S1, Llananno to Glog Hill lunar standstill alignment, Mid Powys

S1Net

S1, a 2 ton block carved as a seat, sits at the center of a ruined stone circle in the parish of Llananno.

W/7.2.1   Glog Hill, Dolfor is perhaps the largest Bronze Age barrow cemetery in Wales. Some nine tumulii are strung along this hill crest.

W/7.2.2  Markers for the extremes of Cyclic Perturbation.
The moon in it's orbit exhibits a marked 'wobble' with an amplitude of 18 minutes of declination.

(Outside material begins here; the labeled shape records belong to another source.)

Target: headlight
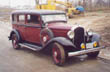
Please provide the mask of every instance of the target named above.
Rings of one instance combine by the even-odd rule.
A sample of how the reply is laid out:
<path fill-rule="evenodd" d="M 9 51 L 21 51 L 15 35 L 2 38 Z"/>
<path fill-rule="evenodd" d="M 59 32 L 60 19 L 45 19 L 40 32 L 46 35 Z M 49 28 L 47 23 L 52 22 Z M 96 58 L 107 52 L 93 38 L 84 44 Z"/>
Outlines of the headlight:
<path fill-rule="evenodd" d="M 93 35 L 93 30 L 89 29 L 89 30 L 87 30 L 87 33 L 88 33 L 89 36 L 92 36 Z"/>
<path fill-rule="evenodd" d="M 97 43 L 97 42 L 94 42 L 94 43 L 93 43 L 93 46 L 94 46 L 94 47 L 97 47 L 97 46 L 98 46 L 98 43 Z"/>
<path fill-rule="evenodd" d="M 68 35 L 68 37 L 69 37 L 70 39 L 73 39 L 73 37 L 74 37 L 74 32 L 73 32 L 73 31 L 69 31 L 69 32 L 67 33 L 67 35 Z"/>

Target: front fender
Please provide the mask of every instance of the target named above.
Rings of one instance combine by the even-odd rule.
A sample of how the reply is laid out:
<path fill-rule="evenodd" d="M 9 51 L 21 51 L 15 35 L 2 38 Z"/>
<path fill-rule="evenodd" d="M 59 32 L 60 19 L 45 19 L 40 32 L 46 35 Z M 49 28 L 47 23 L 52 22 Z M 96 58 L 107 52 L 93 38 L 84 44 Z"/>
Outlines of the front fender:
<path fill-rule="evenodd" d="M 48 47 L 49 45 L 52 45 L 55 42 L 61 44 L 62 46 L 64 46 L 64 48 L 69 48 L 69 49 L 72 48 L 74 50 L 78 50 L 75 47 L 75 45 L 69 39 L 64 38 L 64 37 L 55 37 L 55 38 L 52 38 L 51 40 L 48 41 L 48 43 L 45 45 L 45 47 Z"/>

At a suspected lunar standstill foresight we should expect to see the alignment catering to one or other, (if not both), extremes of this perturbation.

Moonrise with declination 29* 12' = (e+i+p) 1800 BC.

S1 (e+i+p) net


Extrapolating from time-lapse photographs taken on the evening of the 18th November 2005 we see that the lower limb of the moon at the Northern Major Standstill in 1800 BC, rising with maximum perturbation, glances up the northern flank of Glog Hill, Dolfor.
Tumulii a, b, c and d all lie within 2 arc minutes of declination to the path of the lower limb.

W/7.2.3
Moonrise with declination 29* 3' = (e+i) 1800 BC.

S1 (e+i) net

No tumulii lie near either limb when moon rises at mean perturbation, (e+i).


W/7.2.4  
Moonrise with declination 28* 54' = (e+i-p).

S1 (e+i-p) net


The lower limb of the moon will depart the horizon from the tumulus f.
Although, here, the moon at negative perturbation would rise with two tumulii near the centre point of the disc, tumulii c and d, these would not make the most reliable observation. Reading from the centre is not as certain as leading an upper or lower limb onto a tumulus. However this could serve as a fore-warning and optical check and on the calculations derived from stake-setting positions for upper and lower limbs..


W/7.2.5  It is probable that the principal standstill backsight marker for this lunar observatory is the stone block S2 exactly 223.86 metres,(270 MY), distant to the south. See: S2, Llananno to y Glog. We have seen that this step-aside distance gives an angular displacement on the horizon of precisely one lunar diameter. See: S1 to S2 angular displacement. Hence it will be the upper limb glancing up y Glog's flank.
The readings from S1 are to the lower limb of the moon and cannot be considered as reliable as sighting to the upper limb as from S2.